Vi è oggi l’idea che la vita scorra a una velocità maggiore che in passato. Ci lamentiamo costantemente di non aver tempo sufficiente per fare quello che dobbiamo, di vivere a un ritmo sincopato. Il libro di Judy Wajcman Pressed for time, uscito nel 2014, si interroga su questo tema analizzando in particolare il rapporto che abbiamo con le nuove tecnologie digitali, che, tra le altre cose, dovrebbero consentire di rendere più facili e veloci i contatti, la soluzione di problemi, ecc. In realtà, parallelamente al proliferare delle tecnologie, ci ritroviamo con la sensazione di avere sempre meno tempo per noi.

Come mai la tecnologia ha reso le nostre vite sempre più affollate e piene di impegni invece di aiutarci ad alleviare i vincoli e a trovare una soluzione ai problemi? La diffusione di smartphone, tablets, ecc. produce in molti di noi la percezione di un processo di accelerazione della vita quotidiana in tutte le sue dimensioni. Molti conoscono bene il panico che suscita l’impossibilità di essere connessi e di contattare gli altri costantemente; anche se, contemporaneamente, ci si sente oppressi e prigionieri delle nuove tecnologie digitali che impongono di rispondere e connettersi tutti i giorni a tutte le ore, producendo così la convinzione che la vita oggi si svolga con ritmi intollerabilmente più rapidi e pressanti a causa delle nuove tecnologie, che vengono percepite come una delle cause principali di questa accelerazione.

Nascono galatei e codici di comportamento digitale: in Danimarca non si scrive e si risponde alle mail di lavoro durante il fine settimana; quando andiamo in vacanza inseriamo una frase automatica per giustificarci del non rispondere immediatamente. Abbiamo comunemente la sensazione di essere più oberati di compiti, ma in realtà gli studi sull’uso del tempo ci dicono che mediamente non è aumentato il tempo dedicato al lavoro, alle attività domestiche, ecc. È paradossale che ci si senta ostaggio delle nuove tecnologie digitali quando invece la sensazione di essere costantemente sotto pressione e pressati dal tempo dipende da noi, dalle priorità e dalle aspettative sociali che costruiamo, e non dalle tecnologie che utilizziamo per perseguire i nostri obiettivi. Ci sentiamo prigionieri di un mondo materiale con il quale dovremmo recuperare un rapporto strumentale.

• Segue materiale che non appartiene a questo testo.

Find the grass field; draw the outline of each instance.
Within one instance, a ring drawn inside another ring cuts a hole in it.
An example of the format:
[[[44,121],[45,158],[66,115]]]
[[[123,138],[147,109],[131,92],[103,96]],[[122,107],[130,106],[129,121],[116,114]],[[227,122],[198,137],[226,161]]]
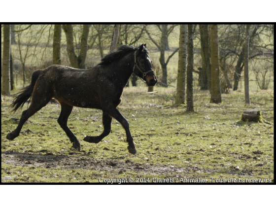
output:
[[[242,90],[222,94],[222,103],[215,104],[209,103],[208,92],[196,87],[195,111],[188,113],[185,105],[173,105],[174,88],[155,87],[157,93],[153,94],[146,94],[147,88],[126,88],[118,106],[130,123],[138,151],[134,155],[128,152],[125,132],[114,119],[112,133],[100,143],[82,141],[86,136],[101,133],[102,112],[74,107],[68,124],[80,141],[81,150],[76,151],[57,122],[61,107],[55,104],[32,117],[20,136],[9,141],[7,134],[17,126],[10,119],[20,118],[21,112],[9,114],[14,97],[5,97],[1,182],[156,182],[170,178],[174,182],[188,178],[274,181],[273,89],[251,87],[248,106]],[[260,109],[271,124],[240,122],[242,112],[250,108]]]

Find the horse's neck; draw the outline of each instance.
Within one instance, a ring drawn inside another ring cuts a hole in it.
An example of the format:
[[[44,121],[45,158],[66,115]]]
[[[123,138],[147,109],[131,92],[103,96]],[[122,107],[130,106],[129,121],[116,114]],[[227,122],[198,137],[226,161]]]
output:
[[[117,63],[114,67],[117,73],[117,77],[119,80],[118,84],[121,87],[124,87],[133,73],[133,67],[134,66],[134,58],[132,58],[133,54],[127,55],[125,57]]]

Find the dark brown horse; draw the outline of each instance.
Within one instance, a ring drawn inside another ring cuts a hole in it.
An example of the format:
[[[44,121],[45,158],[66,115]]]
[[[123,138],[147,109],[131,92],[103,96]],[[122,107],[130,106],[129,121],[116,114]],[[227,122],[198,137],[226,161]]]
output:
[[[13,140],[18,137],[28,119],[54,98],[61,105],[58,122],[73,142],[73,147],[80,150],[77,138],[67,126],[67,121],[73,107],[77,106],[98,108],[103,112],[104,132],[99,136],[87,136],[84,141],[98,143],[108,135],[113,117],[126,130],[129,152],[136,153],[129,123],[116,107],[121,102],[124,87],[133,72],[148,86],[155,85],[157,79],[151,62],[145,44],[137,48],[122,45],[90,69],[53,65],[34,72],[31,85],[14,99],[11,108],[13,111],[22,108],[32,97],[31,105],[23,111],[17,128],[7,134],[7,138]]]

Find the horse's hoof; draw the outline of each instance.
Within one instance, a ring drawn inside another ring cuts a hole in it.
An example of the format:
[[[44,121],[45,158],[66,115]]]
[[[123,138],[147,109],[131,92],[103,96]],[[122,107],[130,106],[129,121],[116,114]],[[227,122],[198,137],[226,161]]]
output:
[[[80,144],[77,140],[73,142],[73,146],[72,146],[77,151],[80,151]]]
[[[136,154],[136,153],[137,152],[137,151],[136,151],[135,147],[132,148],[130,146],[128,146],[128,149],[129,150],[129,152],[131,154]]]
[[[13,138],[12,137],[12,135],[11,134],[11,133],[8,133],[7,135],[6,138],[7,138],[7,139],[8,139],[8,140],[13,140],[14,139],[14,138]]]
[[[87,142],[90,142],[90,136],[86,136],[83,139],[84,141],[87,141]]]
[[[83,139],[84,141],[87,141],[89,143],[95,143],[97,144],[100,141],[96,140],[95,137],[91,136],[86,136]]]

Nelle società occidentali contemporanee essere molto occupati, non avere tempo libero, è divenuto un simbolo di prestigio. In una cultura che esalta la produttività come valore, non avere un attimo di respiro, avere vite piene di impegni è un tratto positivo, è uno status symbol. Il tempo è denaro per chi è occupato, per gli inoccupati il tempo deve essere ammazzato, bisogna tirare sera. Liberarsi da alcune costrizioni relative alla vita sociale, pagando altri perché lo facciano per noi (le faccende domestiche, la cura dei bambini e degli anziani, cucinare, ecc.), ci libera del tempo che può essere occupato in attività più remunerative e dunque più prestigiose. L’uso del tempo diventa così un ottimo indicatore delle disuguaglianze sociali nelle società capitalistiche contemporanee, dove paradossalmente, come già segnalava Mary Douglas, più sei povero più hai tempo; non a caso il disoccupato è la persona che non sa come occupare il tempo. Del resto, come sostiene anche Putnam nel recente libro Our kids, “internet facilita la circolazione di informazioni, ma non è condizione sufficiente per creare relazioni vere nè per arricchire il capitale sociale, abbattendo i muri della diversità”.